Toujours pour les infirmières, ce texte c’est aussi :
- Faciliter l’accès à la contraception d’urgence dans les établissements scolaires du 2nd degré auprès des infirmiers des établissements scolaires : la condition de « détresse caractérisée » ainsi que le principe d’une consultation préalable auprès d’un médecin, aujourd’hui exigés par les textes pour la délivrance de la contra-ception d’urgence, sont supprimées ;
- Permettre aux sages-femmes et aux infirmiers d’effectuer certaines actions de prévention et de dépistage chez les mineurs sans consentement parental afin de lever les freins existants pour certains jeunes et dans certains territoires ;
- Les infirmiers pourront enfin prescrire les substituts nicotiniques.

Le gros danger de cette loi, c’est les Groupements Hospitaliers de Territoires (GHT). C’est un outil de restructuration, qui va se traduire sur le terrain par des fusions d’établissements, des directions communes et sans doute un groupement de coopération sanitaire (GCS) pour coordonner l’ensemble des structures.

La convention constitutive intègrera le projet médical partagé, les délégations d’activité, les transferts d’activités de soins ou d’équipements de matériels lourds, ainsi que les modalités de constitution des équipes médicales communes et, le cas échéant, des pôles inter établissements.

L’établissement support assurera pour le compte des établissements parties du GHT "la stratégie, l’optimisation et la gestion commune d’un système d’information hospitalier convergent, en particulier la mise en place d’un dossier patient", la fonction achats, la coordination des instituts et écoles de formation paramédicale et des plans de formation continue et de développement professionnel continu ainsi que la gestion d’un département de l’information médicale (DIM) de territoire.

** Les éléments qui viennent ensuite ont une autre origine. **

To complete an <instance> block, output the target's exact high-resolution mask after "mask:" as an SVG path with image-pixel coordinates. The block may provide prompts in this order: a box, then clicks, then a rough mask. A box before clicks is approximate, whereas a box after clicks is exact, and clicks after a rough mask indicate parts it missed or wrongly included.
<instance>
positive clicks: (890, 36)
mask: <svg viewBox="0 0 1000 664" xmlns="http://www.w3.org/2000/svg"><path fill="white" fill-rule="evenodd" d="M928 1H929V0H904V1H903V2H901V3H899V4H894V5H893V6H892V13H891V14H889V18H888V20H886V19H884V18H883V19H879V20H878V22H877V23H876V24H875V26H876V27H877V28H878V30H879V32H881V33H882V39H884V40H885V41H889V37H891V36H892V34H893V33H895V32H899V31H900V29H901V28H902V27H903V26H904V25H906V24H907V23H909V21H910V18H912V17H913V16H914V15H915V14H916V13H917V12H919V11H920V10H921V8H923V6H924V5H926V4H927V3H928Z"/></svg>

Cette réforme se traduirait par environ 400 millions d’euros d’économies sur trois ans : 270 millions au titre de la réduction du coût des fonctions techniques, administratives et logistiques, 50 millions au titre d’une réduction de 10% du recours à l’intérim médical d’ici à 2017, et 38 millions au titre d’une réduction de 5% du nombre de gardes et astreintes.. Il ne s’agit pas de répondre aux besoins de la population mais de réduire les dépenses d’assurance maladie au détriment de la qualité des soins.

Nous passerions de 2200 établissements publics sanitaires et médico-sociaux publics à moins d’une centaine de Groupement hospitaliers de territoire.